A 37-year old Chinese man who worked as a missionary complained of right hip pain and low back pain associated with a left popliteal mass for half a year. Since one month prior to admission, he complained of low-grade fever and chills, subjective weight loss and poor appetite. He also developed haemoptysis for a couple of times.

Physical examination showed enlarged lymph nodes over the left groin and medial aspect of left thigh. The left popliteal mass is likely to be enlarged lymph nodes matted together. There was a 0.5 cm pigmented lesion over the left sole.

The chest radiograph showed haziness over the right upper zone and left lower zone. Skeletal survey showed wedge collapse of T12 and L1 spine vertebral bodies and an osteolytic lesion over the inferolateral quadrant of the right femoral head. Bone-scan showed uptake at right ilium consistent with malignancy.

Complete blood counts showed: haemoglobin 10.5 g/dL, white blood cells 8.3 X 10⁹/L, and platelets 42 X 10⁹/L. Peripheral blood film revealed a leucoerythroblastic blood picture (Figure 1).

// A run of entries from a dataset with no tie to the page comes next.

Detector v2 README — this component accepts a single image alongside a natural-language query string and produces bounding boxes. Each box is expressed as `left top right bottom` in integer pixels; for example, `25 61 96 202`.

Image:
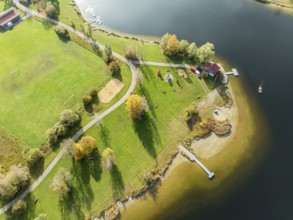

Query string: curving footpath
0 0 136 214
0 0 205 214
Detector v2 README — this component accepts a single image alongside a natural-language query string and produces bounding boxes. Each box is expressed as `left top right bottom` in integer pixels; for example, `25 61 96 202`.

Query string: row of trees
160 33 215 63
104 43 120 76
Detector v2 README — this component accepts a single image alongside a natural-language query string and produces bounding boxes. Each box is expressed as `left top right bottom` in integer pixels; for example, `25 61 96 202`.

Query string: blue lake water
77 0 293 220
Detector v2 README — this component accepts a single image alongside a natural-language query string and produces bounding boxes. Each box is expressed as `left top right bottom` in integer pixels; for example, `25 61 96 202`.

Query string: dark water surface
77 0 293 220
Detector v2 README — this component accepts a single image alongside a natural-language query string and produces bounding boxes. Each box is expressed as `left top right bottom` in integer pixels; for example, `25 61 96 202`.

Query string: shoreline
121 75 269 219
255 0 293 12
99 81 238 219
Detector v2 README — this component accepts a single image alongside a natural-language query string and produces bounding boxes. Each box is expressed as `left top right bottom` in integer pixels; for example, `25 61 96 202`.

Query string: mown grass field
24 66 206 219
0 19 109 147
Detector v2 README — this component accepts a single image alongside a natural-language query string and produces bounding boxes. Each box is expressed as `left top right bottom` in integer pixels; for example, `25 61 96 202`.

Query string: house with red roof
203 62 221 77
0 8 20 30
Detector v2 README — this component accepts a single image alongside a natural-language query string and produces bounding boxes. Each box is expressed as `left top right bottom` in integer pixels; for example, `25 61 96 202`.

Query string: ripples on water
73 0 293 220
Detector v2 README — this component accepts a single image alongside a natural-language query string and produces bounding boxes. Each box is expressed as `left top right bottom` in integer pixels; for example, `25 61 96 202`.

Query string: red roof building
0 8 20 30
203 62 221 76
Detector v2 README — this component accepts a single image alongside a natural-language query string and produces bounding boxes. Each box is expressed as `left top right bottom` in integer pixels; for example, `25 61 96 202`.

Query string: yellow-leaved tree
165 34 179 56
74 136 96 160
126 94 144 120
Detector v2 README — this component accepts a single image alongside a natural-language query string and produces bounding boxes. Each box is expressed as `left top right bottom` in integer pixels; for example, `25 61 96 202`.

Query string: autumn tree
102 147 115 171
89 88 98 99
74 136 96 160
55 26 70 40
197 42 215 63
79 136 96 155
26 149 44 170
126 94 144 120
74 143 85 160
61 138 75 158
45 2 57 18
82 95 93 106
104 43 113 64
160 33 171 53
165 34 179 56
178 40 189 57
108 59 120 76
34 213 48 220
124 44 138 60
51 168 72 197
59 109 80 127
186 42 197 60
11 199 26 215
0 165 31 199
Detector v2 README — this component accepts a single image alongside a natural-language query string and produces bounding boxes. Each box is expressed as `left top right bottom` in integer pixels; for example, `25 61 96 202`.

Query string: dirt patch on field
98 79 124 103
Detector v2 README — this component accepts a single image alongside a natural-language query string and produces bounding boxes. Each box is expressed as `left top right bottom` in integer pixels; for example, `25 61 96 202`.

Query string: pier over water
178 145 215 180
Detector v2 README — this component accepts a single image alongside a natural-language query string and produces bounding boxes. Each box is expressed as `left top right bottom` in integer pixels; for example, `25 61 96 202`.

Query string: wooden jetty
178 145 215 180
226 69 239 76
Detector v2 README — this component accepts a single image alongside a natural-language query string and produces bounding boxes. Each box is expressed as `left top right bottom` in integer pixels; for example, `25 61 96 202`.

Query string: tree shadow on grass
30 157 45 179
148 181 162 202
73 149 102 185
140 84 157 119
100 125 110 147
69 163 94 208
59 188 85 219
139 65 155 81
133 114 161 159
5 193 38 220
110 165 124 201
113 69 123 82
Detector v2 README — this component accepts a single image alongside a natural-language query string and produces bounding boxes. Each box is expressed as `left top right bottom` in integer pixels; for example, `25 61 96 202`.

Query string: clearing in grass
0 19 110 147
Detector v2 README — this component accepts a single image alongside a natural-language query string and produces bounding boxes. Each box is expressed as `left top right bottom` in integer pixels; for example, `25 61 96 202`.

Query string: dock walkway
178 145 215 180
226 69 239 76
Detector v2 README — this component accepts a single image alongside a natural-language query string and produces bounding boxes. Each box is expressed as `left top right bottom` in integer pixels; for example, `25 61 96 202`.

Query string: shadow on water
133 114 161 159
110 165 124 200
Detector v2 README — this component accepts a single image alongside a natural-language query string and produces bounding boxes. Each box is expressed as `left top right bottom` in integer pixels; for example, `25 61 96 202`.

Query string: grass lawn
25 66 205 219
0 0 12 13
0 125 26 170
0 19 109 147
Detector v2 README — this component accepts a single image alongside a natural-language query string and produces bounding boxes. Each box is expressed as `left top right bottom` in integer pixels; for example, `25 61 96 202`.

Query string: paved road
0 0 136 214
0 0 208 214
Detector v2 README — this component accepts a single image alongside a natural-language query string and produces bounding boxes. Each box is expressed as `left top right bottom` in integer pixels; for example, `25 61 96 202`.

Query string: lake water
77 0 293 220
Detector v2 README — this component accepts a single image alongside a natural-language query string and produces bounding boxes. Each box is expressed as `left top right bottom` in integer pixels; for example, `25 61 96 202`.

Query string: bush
51 168 73 197
45 3 57 18
46 128 59 145
108 60 120 76
79 136 96 155
184 104 198 122
11 200 26 215
26 149 44 170
59 109 81 128
104 43 113 64
89 88 98 98
34 213 48 220
55 26 70 40
46 123 68 145
124 45 138 60
0 165 31 199
82 95 93 106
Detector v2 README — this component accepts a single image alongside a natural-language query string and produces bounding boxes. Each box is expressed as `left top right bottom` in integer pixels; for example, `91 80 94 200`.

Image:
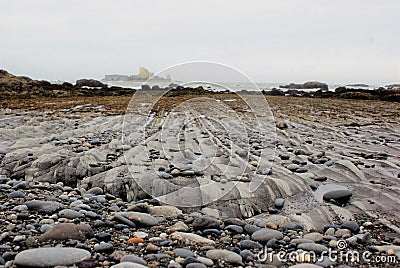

Figure 1: Leucoerythroblastic blood film

Bone marrow aspiration yielded no particles but trails were cellular. The bone marrow is infiltrated by large abnormal cells having round to mildly irregular nucleus, coarse chromatin texture, one to two small nucleoli and appreciable amount of cytoplasm that was sometimes vacuolated (Figure 2). They were mostly scattered in distribution although a few small cohesive clusters were present.

Figure 2: Tumor cell infiltrating the bone marrow

On close inspection, a sizable proportion of the abnormal cells showed brownish cytoplasmic pigmentation (Figure 3 and 4). Some of the background histiocytes also contained cytoplasmic pigment (Figure 5).

Figure 3: Tumor cells with and without cytoplasmic pigment.	Figure 4: Tumour cells with dusty and brownish cytoplasmic pigments
Figure 5: A histiocyte with cytoplasmic pigment together with 2 neutrophils in this field

Trephine biopsy showed hypercellular marrow with heavy infiltration by malignant cells in a diffuse manner and corresponding coarsening of reticulin fibres. The tumour cells were pleomorphic and loosely cohesive. They showed hyperchromatic nucleus and distinct nucleolus. Cytoplasmic pigments were seen in some tumour cells (Figure 6) and histiocytes (Figure 7). Focal areas showed bone marrow necrosis (Figure 8). Normal haemopoiesis was markedly depressed.

Figure 6: Heavy bone marrow infiltration by tumour cells as shown in trephine biopsy sample	Figure 7: Trephine biopsy showing pigments in histiocytes
Figure 8: Bone marrow necrosis and associated osteonecrosis. Please note tumour cells appearing as eosinophilic cell ghosts and empty lacunae in bony trabeculae with loss of osteocytes.

Immunohistochemical staining on trephine biopsy showed that the tumour cells were negative for leucocyte common antigen (LCA) and cytokeratin. They are positive for S-100 protein (Figure 9) and HMB-45 (Figure 10).

Figure 9: Positive immunostaining for S-100 protein

Figure 10: Positive immunostaining for HBM-45

Diagnosis

Malignant melanoma infiltration of the bone marrow

Clinical course

A clinical diagnosis of malignant melanoma with lymph node, bone marrow, osseous and probable lung metastasis was made. The patient volunteered a history of excision of left plantar lesion (Figure 11) 18 months ago while working in Korea, but the specimen was not sent for pathological examination.

The primary lesion was not re-biopsied. The poor prognosis and short survival was explained, and the patient received palliative radiotherapy to right hip and pelvis for pain control.

Figure 11: The primary lesion

Discussion

Malignant melanoma is present in the bone marrow is approximately 5% of patients with disseminated disease. If melanin is found in the tumour cells or macrophages as brown pigments, the diagnosis is relatively straightforward.

Not infrequently, however, metastatic melanoma is amelanotic. Moreover, as in the present case, the clinical history may not be initially forthcoming and the lesion may be hidden or not obviously pigmented. In these cases, metastatic melanoma should be suspected if the tumour comprised histologically polygonal or spindle cells with prominent nucleoli. Immunohistochemical study is useful in supporting a diagnosis of malignant melanoma. They are almost always negative for LCA and cytokeratin. More than 90% of malignant melanoma express S-100 protein. HBM-45 is less sensitive (expressed in 50% of cases) but more specific than S-100 protein. Our case is in fact entirely typical of malignant melanoma based on morphology and immunohistochemistry.